In three days, the petition surpassed 12,000 signatures and the theme has generated controversy among Internet users in social networks, with some defending the actor's position, including public figures such as the businesswoman Isabel dos Santos or the actress and model Lesliana Pereira, but also some critics such as the journalist and coordinator of the radio program "Conversa à Sombra da Mulemba", Raimundo Salvador.

In declarations to Lusa, Sílvio Nascimento underlines that what he wanted was to call attention to Angolan culture and to the lack of investment in national production.

"We have a patronage law that does not work and we have several professionals in the area, at the production level that live at the mercy of their luck, because national production is devalued," he said, admitting that the way he expressed himself has given rise to misinterpretations.

"The intention is not to prevent Netflix from making an international, historical product, it is to ask - hence this is a petition - that when this is done (...) why not count on national producers, since we are in a moment of empowering the African. It's a matter of inclusion," he commented, noting that Jada Pinkett Smith, the producer of the documentary is also of African descent.

Asked why he considers this a possible cultural usurpation, he replied that it is a story told in a "different" way, by third parties who gain for their own benefit: "we are scalded cats".

Sílvio Nascimento defends, on the other hand, that Angolan authors, scholars and cultural producers should be included in this type of productions, suggesting that the objective is to "open a debate on the theme", including the creation of quotas for professionals from a certain country.

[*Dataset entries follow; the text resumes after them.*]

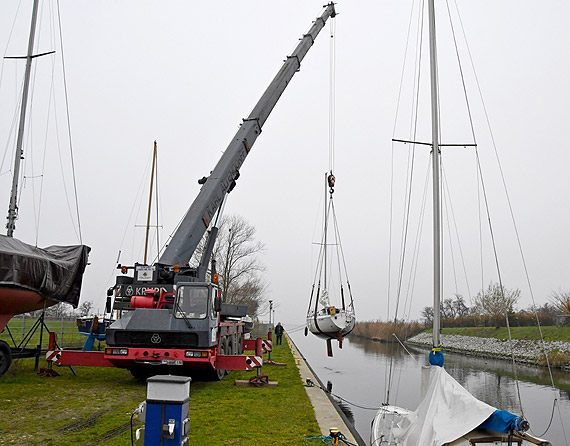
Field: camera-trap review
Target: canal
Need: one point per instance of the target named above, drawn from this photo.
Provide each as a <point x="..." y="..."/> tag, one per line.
<point x="359" y="372"/>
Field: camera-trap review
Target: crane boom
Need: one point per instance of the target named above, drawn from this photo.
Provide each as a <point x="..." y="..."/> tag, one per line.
<point x="222" y="179"/>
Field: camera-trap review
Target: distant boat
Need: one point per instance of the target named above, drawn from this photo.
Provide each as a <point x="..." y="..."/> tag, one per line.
<point x="447" y="414"/>
<point x="325" y="319"/>
<point x="33" y="278"/>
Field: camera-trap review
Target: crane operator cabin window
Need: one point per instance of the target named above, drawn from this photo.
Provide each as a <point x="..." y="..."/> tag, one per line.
<point x="192" y="302"/>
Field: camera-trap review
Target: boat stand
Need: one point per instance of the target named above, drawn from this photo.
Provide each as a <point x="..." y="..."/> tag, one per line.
<point x="269" y="360"/>
<point x="258" y="380"/>
<point x="21" y="350"/>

"What I want to say is: come make (films), make many, but include us," he appealed.

The Angolan actor is surprised by the adhesion to the petition, which counted 12,050 signatures shortly after 5pm this Tuesday, and says it is indicative of people's discontent with the lack of support for national content and concern about the misrepresentation of culture and questions the role of the Ministry of Culture: "we see the budget allocation every year, but where does this funding go? They don't invest in cultural production. It's difficult here", he emphasized.

However, for the cultural journalist Raimundo Salvador, the petition makes no sense: "When Queen Ginga was born and died there was not even Angola. On the other hand, the name of the Ranha Ginga has long gone beyond the borders of Angola", he stressed, explaining that she is also "an outstanding figure in the imaginary of the Afro-descendants of the Americas".

Raimundo Salvador pointed out, on the other hand, that there are several books by American historians on Queen Ginga, asking if "they would also have to ask for some kind of authorization to write about Queen Ginga.

"Logically, if someone writes a book there may also be someone who wants to make a film, which has a fictional dimension, or a documentary, and this is perfectly normal", he stressed, showing himself surprised with the initiative and with the adhesion "of some segments of the Angolan intelligentsia, and even some journalists and respectable people who embarked on this speech that makes no sense".

For Raimundo Salvador, it was an "impulsive and innocent" act that resulted in a "ridiculous" petition, because "the documentary will enhance Angola and take an Angolan figure to the international stage on a platform like Netflix".

However, he recognized "merit" in focusing the discussion on the issue of investment in cultural production, stressing that it is also important to talk about training.

"We have many structural problems. The big problem is that we don't look at the structural issues, and if we don't look at this, the discussion will always stop at that ramerrame," he pointed out, saying that it is a priority to provide training, identify talent, and leverage talent.

"We should therefore applaud this American initiative and have some respect for the producers, who are entities with some technical and financial baggage and have knowledge, they are not joking around," he concluded.

Queen Njinga Mbandi, whose Christian baptismal name was Ana de Sousa, reigned over the kingdoms of Dongo and Matamba in the 17th century, and is one of the most emblematic and cherished historical figures in Angola for her role in resistance to the Portuguese presence in that territory.